A Reply 24 x 34 Oils |
Something I observed as a child, was my father engaged in conversation with others. For the most part, he didn't have much to say, but the other person would be talking a mile a minute! And he would stand there with a huge smile on his face and occasional words "oh yeah?" or the one he's famous for "great day!" Believe me, this could and did, go on for hours; one of the worse times was getting cornered at his previous pastor's house after my father made repairs to his roof. We were there longer listening to story after story, than it took to do the repairs! And my father didn't seem to mind. I remember on so many times like this, thinking "I don't want to listen that much; I want to be heard too!" I often wondered with whom he shared his life story. I sense there was no ear there to catch his stories...
The person I've grown into, is the person whose kindness and generosity impressed me the most: my father. I am my "father's son, listening constantly.

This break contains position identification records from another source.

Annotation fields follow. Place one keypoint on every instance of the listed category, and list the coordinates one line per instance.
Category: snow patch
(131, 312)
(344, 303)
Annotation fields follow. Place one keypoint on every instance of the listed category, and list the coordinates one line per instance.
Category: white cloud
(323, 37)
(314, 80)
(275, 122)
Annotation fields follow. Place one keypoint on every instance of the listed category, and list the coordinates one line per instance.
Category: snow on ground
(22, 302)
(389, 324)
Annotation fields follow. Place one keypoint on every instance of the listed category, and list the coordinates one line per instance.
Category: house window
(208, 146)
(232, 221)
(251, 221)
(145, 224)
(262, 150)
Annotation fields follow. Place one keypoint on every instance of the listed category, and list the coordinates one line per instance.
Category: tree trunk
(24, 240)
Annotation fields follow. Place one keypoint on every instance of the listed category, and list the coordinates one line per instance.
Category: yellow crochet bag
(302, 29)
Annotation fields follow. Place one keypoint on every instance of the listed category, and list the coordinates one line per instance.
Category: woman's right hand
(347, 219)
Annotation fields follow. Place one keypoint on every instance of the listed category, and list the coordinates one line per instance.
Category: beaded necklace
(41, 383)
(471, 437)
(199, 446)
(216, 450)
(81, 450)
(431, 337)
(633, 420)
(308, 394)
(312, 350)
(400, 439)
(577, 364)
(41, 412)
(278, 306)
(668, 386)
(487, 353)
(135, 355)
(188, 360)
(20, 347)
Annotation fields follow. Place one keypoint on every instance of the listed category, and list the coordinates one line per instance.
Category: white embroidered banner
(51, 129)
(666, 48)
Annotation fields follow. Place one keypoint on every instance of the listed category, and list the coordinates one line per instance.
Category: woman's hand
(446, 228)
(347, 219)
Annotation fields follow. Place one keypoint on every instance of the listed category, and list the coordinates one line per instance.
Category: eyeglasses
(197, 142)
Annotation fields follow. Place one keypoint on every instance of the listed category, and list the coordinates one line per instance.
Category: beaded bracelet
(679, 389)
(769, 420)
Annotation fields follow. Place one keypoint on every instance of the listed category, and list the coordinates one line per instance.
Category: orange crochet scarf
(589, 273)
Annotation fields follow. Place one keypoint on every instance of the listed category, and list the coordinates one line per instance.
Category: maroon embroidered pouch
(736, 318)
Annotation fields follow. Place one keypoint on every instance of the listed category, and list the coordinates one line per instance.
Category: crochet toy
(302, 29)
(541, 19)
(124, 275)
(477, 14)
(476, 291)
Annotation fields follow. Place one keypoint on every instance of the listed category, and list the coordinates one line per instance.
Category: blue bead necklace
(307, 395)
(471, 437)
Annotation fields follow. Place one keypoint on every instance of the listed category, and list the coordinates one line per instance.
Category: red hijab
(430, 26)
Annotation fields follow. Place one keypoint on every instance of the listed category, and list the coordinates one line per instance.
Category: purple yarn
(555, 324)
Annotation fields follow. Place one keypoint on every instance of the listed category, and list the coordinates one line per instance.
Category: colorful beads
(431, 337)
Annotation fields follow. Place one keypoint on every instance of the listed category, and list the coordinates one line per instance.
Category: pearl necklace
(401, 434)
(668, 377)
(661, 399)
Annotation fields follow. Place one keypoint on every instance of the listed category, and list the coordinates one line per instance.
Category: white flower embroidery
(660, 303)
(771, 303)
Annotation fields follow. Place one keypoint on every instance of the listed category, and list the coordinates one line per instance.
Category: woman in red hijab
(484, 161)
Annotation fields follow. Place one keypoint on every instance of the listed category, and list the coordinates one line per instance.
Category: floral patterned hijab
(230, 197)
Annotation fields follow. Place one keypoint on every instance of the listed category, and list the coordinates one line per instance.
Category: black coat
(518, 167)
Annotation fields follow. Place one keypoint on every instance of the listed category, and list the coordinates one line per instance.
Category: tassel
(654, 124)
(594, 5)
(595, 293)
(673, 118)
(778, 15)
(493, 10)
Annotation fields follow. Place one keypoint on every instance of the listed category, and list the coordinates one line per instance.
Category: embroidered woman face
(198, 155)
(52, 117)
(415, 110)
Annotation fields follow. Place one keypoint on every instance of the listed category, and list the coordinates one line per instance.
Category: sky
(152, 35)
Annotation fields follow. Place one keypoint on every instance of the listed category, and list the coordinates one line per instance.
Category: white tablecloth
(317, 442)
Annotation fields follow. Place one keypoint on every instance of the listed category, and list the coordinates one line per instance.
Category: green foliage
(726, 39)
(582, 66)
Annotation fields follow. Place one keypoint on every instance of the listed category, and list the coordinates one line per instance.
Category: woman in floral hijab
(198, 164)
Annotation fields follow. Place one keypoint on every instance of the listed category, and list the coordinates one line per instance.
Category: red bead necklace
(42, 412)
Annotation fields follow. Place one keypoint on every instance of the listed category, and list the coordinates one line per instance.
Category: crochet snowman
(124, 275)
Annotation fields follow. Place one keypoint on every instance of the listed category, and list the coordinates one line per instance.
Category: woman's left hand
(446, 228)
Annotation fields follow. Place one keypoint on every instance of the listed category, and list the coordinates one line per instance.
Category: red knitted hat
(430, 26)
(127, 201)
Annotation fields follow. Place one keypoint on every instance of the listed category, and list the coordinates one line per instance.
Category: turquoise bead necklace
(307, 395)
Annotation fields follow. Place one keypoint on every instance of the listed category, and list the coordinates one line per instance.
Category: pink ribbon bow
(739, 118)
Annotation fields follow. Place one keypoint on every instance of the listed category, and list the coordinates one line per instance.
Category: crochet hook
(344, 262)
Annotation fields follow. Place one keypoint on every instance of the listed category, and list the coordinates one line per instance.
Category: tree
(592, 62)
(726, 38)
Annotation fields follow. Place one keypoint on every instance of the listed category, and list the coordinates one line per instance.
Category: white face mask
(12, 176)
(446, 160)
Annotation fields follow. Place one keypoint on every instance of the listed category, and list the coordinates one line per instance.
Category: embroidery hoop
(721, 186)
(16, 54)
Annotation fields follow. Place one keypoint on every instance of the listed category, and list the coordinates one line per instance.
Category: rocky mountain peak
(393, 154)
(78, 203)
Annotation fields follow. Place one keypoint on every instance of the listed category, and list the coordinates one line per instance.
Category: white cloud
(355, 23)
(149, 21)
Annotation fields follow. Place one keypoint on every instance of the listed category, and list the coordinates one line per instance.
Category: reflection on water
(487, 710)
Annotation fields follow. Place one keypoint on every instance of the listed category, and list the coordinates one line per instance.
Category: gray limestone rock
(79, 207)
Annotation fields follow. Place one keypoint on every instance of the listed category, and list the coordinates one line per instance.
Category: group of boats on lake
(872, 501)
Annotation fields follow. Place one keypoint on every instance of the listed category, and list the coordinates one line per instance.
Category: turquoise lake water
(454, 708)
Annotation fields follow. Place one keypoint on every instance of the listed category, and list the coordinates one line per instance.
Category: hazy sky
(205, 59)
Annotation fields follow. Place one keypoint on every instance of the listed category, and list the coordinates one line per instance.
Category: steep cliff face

So much so, I almost went the route of professional counselor. I listen, for the most part and while I listen empathically, I have always yearned to be heard as well. I give my ear, my prayers and my concern. But I've tried to give based on the needs of others as they are expressed. I have changed my personality to fit the complaints and requests of others. But I'm learning, in playing this game of contortionist, I experience pains while the intended person sits comfortably, enjoying the show. No one recognizes the effort until I withdraw from the show and then it is perceived that something is wrong with me.
I'm choosing to give, but more so, from who I am. It doesn't matter the "why" I'm choosing it now, though I suspect it is at this time of life where I'm less inclined to care what others think of me. I just want to be myself and whether that means I am "heard" or not, I am choosing to do me. Decisions hover above and I wonder do I pluck down a "yes" or "no." Personal "Thought for The Day" may become dinosaurs in a bit! That's one of those decisions hanging on a string. You know, you can love people, care for them, but while love is in an action, an energy, there are times when it must see it's reflection. Giving; there has to be a return, a conversation; as much as we like to believe love simply gives, it must also receive.